3. The method for clustering based on grid-granularity computation of claim 1, wherein in the second step, gridding the data set comprises: uniformly dividing each dimension of the data space into the same segment number, and recording the segment number as f; forming a plurality of grid objects with the same size, eliminating the grid objects with the data object number of 0 in the grid objects, and marking the rest grid objects as a grid object set as G; the number of grid objects in the grid object set is recorded as N;

the specific steps of gridding are as follows:

4. The method for clustering based on grid granularity calculation as claimed in claim 1, wherein in step three, calculating the density of the grid and classifying comprises: the number of data points contained in each grid is calculated and the grids are classified into the following three categories:

5. The method for clustering based on grid granularity calculation as claimed in claim 1, wherein in the fourth step, the granularity-based density calculation comprises: centering on a central gridA center, the center grid and all adjacent grids are 3^dEach grid is defined as the minimum computational granularity, where d is the dimension;

6. The method for clustering based on grid granularity calculation of claim 5, wherein the method for calculating the granularity-based density comprises:

step1: setting the middle point of the area with the highest density as an initial point; if the number of the current initial points reaches k, stopping the current step; the method for acquiring the initial point comprises the following steps: sorting the density of the minimum granularity, wherein the grid object at the position of the cluster center has higher density rho, setting the central grid midpoint of the area with the highest density as an initial point, marking the grid set as the initial point and the adjacent grid as processed grids, setting the grid density of the area as 0, recalculating the granularity density and sorting if the adjacent grid of the central grid is also the central grid, and setting the central grid midpoint of the area with the highest density as an initial point again until the number of the initial points reaches k;

step2: otherwise, marking the grid set as the initial point and the adjacent grid as the processed grid, setting the grid density of the area as 0, recalculating the granularity, and returning to the step 1.
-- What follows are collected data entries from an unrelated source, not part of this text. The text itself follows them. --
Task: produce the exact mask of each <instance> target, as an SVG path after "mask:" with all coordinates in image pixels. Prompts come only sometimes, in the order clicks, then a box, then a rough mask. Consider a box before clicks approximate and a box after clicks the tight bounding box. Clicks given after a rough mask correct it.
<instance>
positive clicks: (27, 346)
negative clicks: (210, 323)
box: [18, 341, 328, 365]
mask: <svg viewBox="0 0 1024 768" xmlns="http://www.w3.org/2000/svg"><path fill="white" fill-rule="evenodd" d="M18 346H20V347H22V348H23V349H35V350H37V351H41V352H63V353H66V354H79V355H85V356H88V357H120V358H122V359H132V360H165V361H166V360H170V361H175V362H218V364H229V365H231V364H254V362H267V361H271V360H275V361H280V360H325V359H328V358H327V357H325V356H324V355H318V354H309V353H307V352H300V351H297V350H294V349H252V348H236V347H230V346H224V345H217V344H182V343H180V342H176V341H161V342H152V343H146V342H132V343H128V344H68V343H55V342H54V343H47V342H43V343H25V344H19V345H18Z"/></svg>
7. A clustering control system for implementing the grid granularity calculation-based clustering method according to any one of claims 1 to 6.

8. A computer program product stored on a computer readable medium, comprising a computer readable program for providing a user input interface for implementing a grid-granularity computation-based clustering method according to any one of claims 1 to 6 when executed on an electronic device.

9. A computer-readable storage medium comprising instructions that, when executed on a computer, cause the computer to perform the grid granularity calculation-based clustering method of any one of claims 1 to 6.

10. A calculator for implementing the grid granularity calculation-based clustering method according to any one of claims 1 to 6.